Immunotherapy with checkpoint inhibitors, such as the programmed death-1 (PD-1) antibodies pembrolizumab and nivolumab, are effective in a variety of tumors, yet not all patients respond. Tumor microsatellite instability-high (MSI-H) has emerged as a biomarker of response to checkpoint blockade, leading to the tissue agnostic approval of pembrolizumab in MSI-H cancers. Here we describe a patient with MSI-H colorectal cancer that was treated with this immune checkpoint inhibitor and exhibited progression of disease.

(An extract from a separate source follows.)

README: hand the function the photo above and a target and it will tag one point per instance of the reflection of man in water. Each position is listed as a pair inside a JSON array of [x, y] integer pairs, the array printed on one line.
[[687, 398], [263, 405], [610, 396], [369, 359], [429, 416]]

We examined this intrinsic resistance through genomic, transcriptional, and pathologic characterization of the patient’s tumor and the associated immune microenvironment. The tumor had typical MSI-H molecular features, including a high neoantigen load. We also identified biallelic loss of the gene for β2-microglobulin (B2M), whose product is critical for antigen presentation. Immune infiltration deconvolution analysis of bulk transcriptome data from this anti-PD-1-resistant tumor and hundreds of other colorectal cancer specimens revealed a high natural killer cell and M2 macrophage infiltration in the patient’s cancer. This was confirmed by single-cell transcriptome analysis and multiplex immunofluorescence. Our study provides insight into resistance in MSI-H tumors and suggests immunotherapeutic strategies in additional genomic contexts of colorectal cancer.